From 1931, Bascuñán became involved in agricultural activities in Ovalle, where he operated the 3,000-hectare Santa Cristina estate, devoted to livestock raising and dairy farming. He was a member of the National Agricultural Society (SNA) and the Agricultural Society of the North.

Although politically independent, Bascuñán entered public administration during the second presidency of Arturo Alessandri. In 1933, he was appointed a board member of the Agricultural Colonisation Fund, an agency under the then Ministry of Lands and Colonisation. After several years, he left the position to become director of the Subsistence Department of the General Commissariat of Subsistence and Prices, an agency under the Ministry of Labour.

Bascuñán remained in that position until 26 May 1937, when Alessandri appointed him Minister of Development. He remained in office until the end of Alessandri's presidency on 24 December 1938.

During the presidency of Juan Antonio Ríos, Bascuñán returned to the cabinet on 4 February 1943, when he was appointed Minister of Public Works and Communications, succeeding Socialist politician Manuel Hidalgo Plaza. He served in the position until 6 October 1944.

In 1945, Bascuñán returned to the private sector as general manager of The Anglo Chilean Asphalt Company. He left the company on 2 October 1947, during the presidency of Gabriel González Videla, when he was simultaneously appointed Minister of Lands and Colonisation and Minister of Agriculture. He held the former portfolio for only twelve days, while remaining Minister of Agriculture until 7 July 1948.

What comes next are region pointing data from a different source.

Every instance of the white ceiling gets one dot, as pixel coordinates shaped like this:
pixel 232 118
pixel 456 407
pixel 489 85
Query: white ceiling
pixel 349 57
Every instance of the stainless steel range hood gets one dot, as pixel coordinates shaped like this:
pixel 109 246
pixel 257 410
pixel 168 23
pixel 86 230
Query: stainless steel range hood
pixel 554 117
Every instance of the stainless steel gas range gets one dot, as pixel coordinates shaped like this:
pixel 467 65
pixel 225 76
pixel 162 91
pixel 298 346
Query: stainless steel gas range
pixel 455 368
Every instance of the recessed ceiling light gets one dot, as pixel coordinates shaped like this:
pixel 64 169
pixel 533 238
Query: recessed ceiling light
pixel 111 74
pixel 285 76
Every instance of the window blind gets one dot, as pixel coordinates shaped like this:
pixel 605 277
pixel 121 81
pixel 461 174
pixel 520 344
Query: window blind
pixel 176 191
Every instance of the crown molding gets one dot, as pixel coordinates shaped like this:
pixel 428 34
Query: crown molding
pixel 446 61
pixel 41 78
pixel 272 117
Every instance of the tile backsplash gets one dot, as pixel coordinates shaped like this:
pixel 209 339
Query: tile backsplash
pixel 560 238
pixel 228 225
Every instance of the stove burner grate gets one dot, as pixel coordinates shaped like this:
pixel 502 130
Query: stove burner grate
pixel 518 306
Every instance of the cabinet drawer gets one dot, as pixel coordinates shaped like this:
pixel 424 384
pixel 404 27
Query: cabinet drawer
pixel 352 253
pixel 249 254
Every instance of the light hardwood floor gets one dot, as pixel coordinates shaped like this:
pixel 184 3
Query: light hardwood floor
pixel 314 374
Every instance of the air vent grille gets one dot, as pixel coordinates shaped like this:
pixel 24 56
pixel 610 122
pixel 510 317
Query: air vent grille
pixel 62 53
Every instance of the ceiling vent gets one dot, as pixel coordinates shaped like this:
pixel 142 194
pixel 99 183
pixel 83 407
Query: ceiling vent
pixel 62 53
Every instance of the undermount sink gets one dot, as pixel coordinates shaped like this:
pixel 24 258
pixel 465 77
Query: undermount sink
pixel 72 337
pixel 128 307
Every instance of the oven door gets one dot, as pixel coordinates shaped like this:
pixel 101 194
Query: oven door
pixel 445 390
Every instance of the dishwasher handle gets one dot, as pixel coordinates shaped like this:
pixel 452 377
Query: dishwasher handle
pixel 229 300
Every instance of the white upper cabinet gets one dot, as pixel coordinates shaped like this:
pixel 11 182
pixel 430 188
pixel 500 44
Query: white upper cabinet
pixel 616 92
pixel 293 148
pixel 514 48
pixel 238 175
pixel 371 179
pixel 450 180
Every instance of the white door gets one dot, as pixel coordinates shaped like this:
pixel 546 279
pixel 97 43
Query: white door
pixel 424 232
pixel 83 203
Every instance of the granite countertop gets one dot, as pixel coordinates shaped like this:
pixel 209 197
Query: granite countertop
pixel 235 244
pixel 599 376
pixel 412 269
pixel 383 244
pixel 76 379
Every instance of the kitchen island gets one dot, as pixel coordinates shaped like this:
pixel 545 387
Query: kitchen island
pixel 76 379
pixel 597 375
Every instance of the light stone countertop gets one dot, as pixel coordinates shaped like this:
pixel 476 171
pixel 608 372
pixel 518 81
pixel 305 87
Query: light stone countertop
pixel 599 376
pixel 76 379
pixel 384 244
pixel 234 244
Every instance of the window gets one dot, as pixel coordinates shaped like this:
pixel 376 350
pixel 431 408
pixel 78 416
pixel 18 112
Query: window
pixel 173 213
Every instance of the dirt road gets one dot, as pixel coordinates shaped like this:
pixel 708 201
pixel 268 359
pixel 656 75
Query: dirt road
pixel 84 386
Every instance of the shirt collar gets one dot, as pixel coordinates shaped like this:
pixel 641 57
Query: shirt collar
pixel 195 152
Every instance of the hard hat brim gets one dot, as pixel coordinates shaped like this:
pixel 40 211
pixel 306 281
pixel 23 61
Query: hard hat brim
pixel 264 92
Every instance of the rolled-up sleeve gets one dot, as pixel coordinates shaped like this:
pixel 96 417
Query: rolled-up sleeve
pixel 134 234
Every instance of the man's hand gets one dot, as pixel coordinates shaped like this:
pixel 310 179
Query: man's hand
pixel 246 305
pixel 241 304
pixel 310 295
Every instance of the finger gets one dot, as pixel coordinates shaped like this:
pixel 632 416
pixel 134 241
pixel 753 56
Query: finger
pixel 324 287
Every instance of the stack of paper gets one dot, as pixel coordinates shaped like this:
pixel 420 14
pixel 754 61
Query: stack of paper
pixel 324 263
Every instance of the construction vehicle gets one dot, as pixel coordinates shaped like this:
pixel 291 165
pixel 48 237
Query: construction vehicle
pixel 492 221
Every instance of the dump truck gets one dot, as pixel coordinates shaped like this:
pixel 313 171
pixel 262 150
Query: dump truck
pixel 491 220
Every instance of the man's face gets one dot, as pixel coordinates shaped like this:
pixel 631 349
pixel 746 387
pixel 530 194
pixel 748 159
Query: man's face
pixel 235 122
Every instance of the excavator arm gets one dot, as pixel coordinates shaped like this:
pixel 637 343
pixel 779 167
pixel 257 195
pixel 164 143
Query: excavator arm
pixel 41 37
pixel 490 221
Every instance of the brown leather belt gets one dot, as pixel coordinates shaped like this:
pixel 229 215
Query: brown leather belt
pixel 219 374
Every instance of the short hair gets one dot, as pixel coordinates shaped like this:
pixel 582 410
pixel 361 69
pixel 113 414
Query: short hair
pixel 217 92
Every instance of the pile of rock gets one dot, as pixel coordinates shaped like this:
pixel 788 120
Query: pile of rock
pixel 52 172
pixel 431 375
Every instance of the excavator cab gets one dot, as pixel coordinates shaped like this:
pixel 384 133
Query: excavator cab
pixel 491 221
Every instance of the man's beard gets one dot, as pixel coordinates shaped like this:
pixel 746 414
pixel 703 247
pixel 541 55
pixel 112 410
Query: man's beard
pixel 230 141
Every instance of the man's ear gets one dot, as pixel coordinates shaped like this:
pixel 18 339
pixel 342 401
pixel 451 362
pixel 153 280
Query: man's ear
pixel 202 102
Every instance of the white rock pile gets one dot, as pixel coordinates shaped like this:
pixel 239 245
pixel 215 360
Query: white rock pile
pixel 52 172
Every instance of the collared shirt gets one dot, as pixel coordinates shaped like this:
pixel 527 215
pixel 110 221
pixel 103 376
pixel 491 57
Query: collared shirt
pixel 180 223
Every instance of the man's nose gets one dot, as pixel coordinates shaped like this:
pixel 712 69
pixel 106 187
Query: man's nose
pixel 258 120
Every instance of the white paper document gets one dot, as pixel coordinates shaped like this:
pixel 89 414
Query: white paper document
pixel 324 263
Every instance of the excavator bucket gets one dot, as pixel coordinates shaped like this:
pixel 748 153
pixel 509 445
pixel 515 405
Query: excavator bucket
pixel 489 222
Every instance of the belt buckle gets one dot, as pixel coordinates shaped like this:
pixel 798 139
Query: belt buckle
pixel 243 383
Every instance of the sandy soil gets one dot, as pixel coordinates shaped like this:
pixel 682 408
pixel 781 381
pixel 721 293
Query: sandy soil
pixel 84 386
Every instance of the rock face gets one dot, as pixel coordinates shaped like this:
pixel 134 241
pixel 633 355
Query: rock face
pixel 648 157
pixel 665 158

Bascuñán subsequently resumed his position as general manager of The Anglo Chilean Asphalt Company. He again left the company to return to government on 29 July 1952, when González Videla appointed him for a third time to head the ministry responsible for public works and infrastructure. He served as Minister of Public Works until 3 November 1952, when González Videla's presidency ended.

Bascuñán was also a member of the Institute of Engineers of Chile and authored the book Normas técnicas para obras de pavimentación.

He died in Santiago, Chile, on 8 September 1971, at the age of 78.